C’est vers, encore, un média étranger que le président Wade s’est tourné pour tenter de sauver sa peau dans le massacre survenu en septembre dernier en Guinée, sous la houlette du capitaine Dadis Camara. Il l’avait soutenu dès les premières heures de son putsch, en laissant entendre à la face du monde que Dadis n’avait fait que « ramasser un pouvoir qui était dans la rue ». Il sera le premier des chefs d’États à se rendre en Guinée.
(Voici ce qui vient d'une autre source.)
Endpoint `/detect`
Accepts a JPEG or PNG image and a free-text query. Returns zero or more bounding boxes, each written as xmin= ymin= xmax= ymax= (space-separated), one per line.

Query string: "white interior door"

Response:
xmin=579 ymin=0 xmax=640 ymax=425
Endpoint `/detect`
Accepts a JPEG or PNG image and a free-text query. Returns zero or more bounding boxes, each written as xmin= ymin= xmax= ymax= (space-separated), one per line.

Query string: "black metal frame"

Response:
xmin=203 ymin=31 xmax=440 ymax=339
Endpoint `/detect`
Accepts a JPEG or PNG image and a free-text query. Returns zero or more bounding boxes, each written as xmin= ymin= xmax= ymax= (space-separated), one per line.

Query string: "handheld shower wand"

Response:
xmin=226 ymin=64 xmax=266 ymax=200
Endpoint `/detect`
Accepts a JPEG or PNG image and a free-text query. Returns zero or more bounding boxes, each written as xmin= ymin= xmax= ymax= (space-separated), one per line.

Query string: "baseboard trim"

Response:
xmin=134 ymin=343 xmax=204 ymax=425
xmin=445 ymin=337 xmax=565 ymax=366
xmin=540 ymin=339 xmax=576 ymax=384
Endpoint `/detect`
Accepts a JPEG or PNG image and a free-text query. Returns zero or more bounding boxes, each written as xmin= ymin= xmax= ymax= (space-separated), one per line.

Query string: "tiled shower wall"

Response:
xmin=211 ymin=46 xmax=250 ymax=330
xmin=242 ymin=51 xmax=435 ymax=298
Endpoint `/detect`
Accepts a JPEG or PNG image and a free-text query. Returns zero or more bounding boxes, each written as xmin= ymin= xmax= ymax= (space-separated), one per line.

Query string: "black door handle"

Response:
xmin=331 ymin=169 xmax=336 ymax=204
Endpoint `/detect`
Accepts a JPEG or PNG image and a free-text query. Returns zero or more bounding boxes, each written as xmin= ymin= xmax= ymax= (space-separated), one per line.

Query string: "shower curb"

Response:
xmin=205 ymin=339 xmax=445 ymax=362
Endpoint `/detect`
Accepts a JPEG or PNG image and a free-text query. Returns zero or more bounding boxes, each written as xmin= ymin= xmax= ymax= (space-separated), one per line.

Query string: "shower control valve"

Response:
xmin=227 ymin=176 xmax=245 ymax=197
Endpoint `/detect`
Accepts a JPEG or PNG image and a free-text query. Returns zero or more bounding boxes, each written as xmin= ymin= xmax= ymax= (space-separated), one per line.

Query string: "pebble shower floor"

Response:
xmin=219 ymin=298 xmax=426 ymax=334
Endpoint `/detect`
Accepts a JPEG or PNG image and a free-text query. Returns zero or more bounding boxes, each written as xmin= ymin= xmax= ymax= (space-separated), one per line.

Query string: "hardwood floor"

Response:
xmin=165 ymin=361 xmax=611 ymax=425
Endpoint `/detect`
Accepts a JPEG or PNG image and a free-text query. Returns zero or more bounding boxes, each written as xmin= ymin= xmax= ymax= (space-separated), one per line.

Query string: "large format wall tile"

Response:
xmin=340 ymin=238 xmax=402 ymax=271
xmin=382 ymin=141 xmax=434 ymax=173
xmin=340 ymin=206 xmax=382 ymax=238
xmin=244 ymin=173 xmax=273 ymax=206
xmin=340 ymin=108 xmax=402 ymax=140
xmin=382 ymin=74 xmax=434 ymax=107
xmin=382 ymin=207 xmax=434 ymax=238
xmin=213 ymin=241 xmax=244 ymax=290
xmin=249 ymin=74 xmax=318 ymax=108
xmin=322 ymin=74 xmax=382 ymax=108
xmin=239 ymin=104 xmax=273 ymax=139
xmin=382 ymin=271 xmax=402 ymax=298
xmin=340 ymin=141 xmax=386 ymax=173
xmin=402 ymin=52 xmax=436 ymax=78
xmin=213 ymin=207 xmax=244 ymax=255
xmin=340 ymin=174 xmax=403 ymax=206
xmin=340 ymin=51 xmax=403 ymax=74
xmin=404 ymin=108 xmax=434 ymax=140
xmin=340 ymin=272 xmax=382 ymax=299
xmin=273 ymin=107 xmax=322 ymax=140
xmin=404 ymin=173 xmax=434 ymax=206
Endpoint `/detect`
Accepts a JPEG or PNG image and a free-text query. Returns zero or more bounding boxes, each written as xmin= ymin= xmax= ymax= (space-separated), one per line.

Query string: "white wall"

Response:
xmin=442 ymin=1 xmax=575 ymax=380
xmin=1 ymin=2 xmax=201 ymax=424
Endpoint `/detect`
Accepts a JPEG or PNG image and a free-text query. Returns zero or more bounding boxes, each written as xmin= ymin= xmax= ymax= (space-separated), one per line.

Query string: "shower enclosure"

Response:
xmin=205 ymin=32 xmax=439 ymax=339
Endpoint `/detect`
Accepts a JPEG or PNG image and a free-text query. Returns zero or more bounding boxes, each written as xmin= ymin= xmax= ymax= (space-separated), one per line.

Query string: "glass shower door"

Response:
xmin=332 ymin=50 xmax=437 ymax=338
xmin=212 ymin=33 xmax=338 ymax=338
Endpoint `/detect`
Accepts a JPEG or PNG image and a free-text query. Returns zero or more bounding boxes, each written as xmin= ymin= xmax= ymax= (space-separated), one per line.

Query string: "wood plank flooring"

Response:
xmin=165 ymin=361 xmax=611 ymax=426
Il retournera même à Conakry à l’occasion d’un meeting de soutien à la candidature à l’élection présidentiel de son protégé. À l’occasion, il lui avait fait remarquer que le Mali, la Mauritanie, le Bukina Faso, bref bon nombre de pays de l’espace de la Cedeao sont dirigés par des militaires, « qui ont bien manœuvré ». Mieux il lui a rappelé le conseil qu’il avait prodigué au jeune Faure Eyadema : « En Afrique, si on a le pouvoir et l’argent, on ne peut perdre des élections ».
Des mots qui raisonneront dans la tête du jeune capitaine, qui voyait Wade comme un messie. Fasciné et rassuré, Dadis commencera à prendre goût au pouvoir, auquel il tentera de s’accrocher jusqu’au tragique 28 septembre et la tentative d’assassinat dont il fut l’objet le 3 décembre dernier. Pour faire oublier ses déplacements en Guinée et ses connections avec le jeune capitaine, le président Wade a déclaré que l’année dernière, puisque Dadis le « consultait tous les jours », il l’avait « poussé à accepter de partir ».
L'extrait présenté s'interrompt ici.